Он отчего-то испугался, но решил, что лучше помолчать. Ждал. Она сказала:
– Я ничего не имею против кьянти и вообще тосканского вина. И я хорошо, даже очень хорошо отношусь к помидорам… Я не бывала во Флоренции, Тихоня… Тряпичник был. Но не у меня. Это не моя история. Это все с моей подругой было – я ведь говорила тебе о Марте: она и привела меня к собакам, прежде чем уехать навсегда из Айовы… Потому и уехала навсегда: с Тряпичником у нее все обломалось – ровно так, как я тебе и рассказала, повторять не буду, – об этом знали все вокруг, ей не хотелось оставаться и ловить на себе взгляды, хотя на самом деле всем было все равно… Я, должно быть, подразнить тебя хотела. Или себя, прости… Позлить себя за то, что ничего похожего в моей жизни не случилось – а я ведь помышляла, нет, я бредила чем-то подобным. Но ничего не было. Ни тряпичника, ни башмачника, ни Шляпника – никого. Один лишь ты, Тихоня. Только ты.
– Еще и Фил, – беззлобно напомнил ей Тихонин.
Мария вяло отмахнулась:
– Что – Фил? Фил – это на каждый день, а ты – это совсем другое…

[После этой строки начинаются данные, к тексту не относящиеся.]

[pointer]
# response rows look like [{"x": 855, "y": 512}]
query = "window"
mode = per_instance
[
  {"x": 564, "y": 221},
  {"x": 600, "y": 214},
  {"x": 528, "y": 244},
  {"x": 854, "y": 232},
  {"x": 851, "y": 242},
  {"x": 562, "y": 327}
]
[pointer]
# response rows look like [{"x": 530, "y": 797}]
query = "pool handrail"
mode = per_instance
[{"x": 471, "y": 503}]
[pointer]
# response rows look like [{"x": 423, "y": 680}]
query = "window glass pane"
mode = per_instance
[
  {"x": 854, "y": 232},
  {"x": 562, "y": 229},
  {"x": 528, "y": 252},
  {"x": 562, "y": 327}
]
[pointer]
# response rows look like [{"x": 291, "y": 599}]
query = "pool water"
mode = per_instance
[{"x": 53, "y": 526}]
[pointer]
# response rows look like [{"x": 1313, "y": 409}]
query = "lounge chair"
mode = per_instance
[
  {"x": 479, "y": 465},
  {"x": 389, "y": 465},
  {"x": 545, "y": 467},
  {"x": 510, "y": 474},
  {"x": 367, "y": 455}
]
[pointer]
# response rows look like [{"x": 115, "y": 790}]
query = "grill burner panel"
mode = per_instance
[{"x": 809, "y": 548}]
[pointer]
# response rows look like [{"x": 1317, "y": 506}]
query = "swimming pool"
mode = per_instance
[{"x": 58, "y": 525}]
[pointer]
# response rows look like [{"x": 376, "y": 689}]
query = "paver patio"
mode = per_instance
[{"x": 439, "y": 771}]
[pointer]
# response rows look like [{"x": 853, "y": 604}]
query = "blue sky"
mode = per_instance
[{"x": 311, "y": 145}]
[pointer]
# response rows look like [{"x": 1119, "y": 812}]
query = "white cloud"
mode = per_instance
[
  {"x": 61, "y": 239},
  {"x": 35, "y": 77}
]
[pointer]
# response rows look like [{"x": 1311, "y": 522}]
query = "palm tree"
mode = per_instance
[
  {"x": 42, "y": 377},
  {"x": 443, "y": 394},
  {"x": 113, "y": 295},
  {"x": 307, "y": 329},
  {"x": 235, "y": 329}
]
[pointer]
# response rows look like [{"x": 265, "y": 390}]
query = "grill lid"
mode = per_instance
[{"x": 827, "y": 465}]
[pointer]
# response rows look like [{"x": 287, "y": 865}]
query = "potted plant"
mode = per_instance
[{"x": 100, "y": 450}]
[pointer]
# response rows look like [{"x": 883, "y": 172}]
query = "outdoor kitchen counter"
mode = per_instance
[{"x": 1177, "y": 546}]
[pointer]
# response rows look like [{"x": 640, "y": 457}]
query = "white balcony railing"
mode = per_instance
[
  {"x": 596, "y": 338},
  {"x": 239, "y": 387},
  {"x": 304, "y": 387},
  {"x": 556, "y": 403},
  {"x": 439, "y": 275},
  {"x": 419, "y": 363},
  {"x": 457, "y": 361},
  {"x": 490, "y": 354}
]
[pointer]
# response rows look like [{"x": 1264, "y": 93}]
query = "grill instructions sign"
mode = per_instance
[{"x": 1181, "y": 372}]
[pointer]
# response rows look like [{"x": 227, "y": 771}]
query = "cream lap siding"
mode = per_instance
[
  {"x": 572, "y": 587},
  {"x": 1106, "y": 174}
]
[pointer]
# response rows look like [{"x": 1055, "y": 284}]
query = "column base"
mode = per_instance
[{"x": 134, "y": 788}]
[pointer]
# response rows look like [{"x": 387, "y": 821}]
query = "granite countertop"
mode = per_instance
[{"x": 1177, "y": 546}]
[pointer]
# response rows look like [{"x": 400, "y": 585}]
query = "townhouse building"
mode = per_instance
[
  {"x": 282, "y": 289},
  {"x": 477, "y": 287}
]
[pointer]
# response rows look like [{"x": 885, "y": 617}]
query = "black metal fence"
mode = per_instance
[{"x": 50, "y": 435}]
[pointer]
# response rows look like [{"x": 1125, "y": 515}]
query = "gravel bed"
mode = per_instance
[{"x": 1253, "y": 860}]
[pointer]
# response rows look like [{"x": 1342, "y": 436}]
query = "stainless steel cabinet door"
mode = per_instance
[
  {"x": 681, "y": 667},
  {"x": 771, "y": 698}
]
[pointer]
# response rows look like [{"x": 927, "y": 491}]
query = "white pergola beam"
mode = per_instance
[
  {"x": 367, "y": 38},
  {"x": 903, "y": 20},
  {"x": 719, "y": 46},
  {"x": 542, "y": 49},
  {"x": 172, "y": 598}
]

– Убедительно, – растерявшись, согласился с ней Тихонин.
Она тихонько легла на бок, свернулась, подобрав колени, и укрылась с головой.
– Я всегда была с тобой, Тихоня… Немного с Филом, это да… Я никогда ни с кем и ни к кому…
Тихонин погасил ночник. Выволок на ощупь кресло на балкон, вдохнул всей грудью предрассветный воздух, влажный, как после дождя. Уселся в кресло повольготнее, вытянул ноги и приготовился уснуть.
…Проснулся он от посторонних, чуждых морю звуков. Прислушался и догадался: в проулке, что за домом, паркуется, примериваясь, куда бы половчее втиснуться, машина… Встал и пошел встречать Омера.
Омер был всего лишь в маске; но врач, что прибыл с ним, был наглухо закупорен в защитный комбинезон, своего рода скафандр. Включив в спальне большой свет, Тихонин не сумел разглядеть глаза врача сквозь его прозрачное, бликующее на свету забрало. Врач внес с собой широкий пластиковый ящик с ручкой. Проснувшись, Мария вскрикнула при виде синего скафандра и зеленого ящика на столе.
– Не бойся, милая, это к тебе, – успокоил ее Тихонин. Он попробовал шутить: – Принимай гостя из будущего.
Врач терпеливо ждал, когда Тихонин и Омер его оставят наедине с больной, и они послушно вышли на балкон.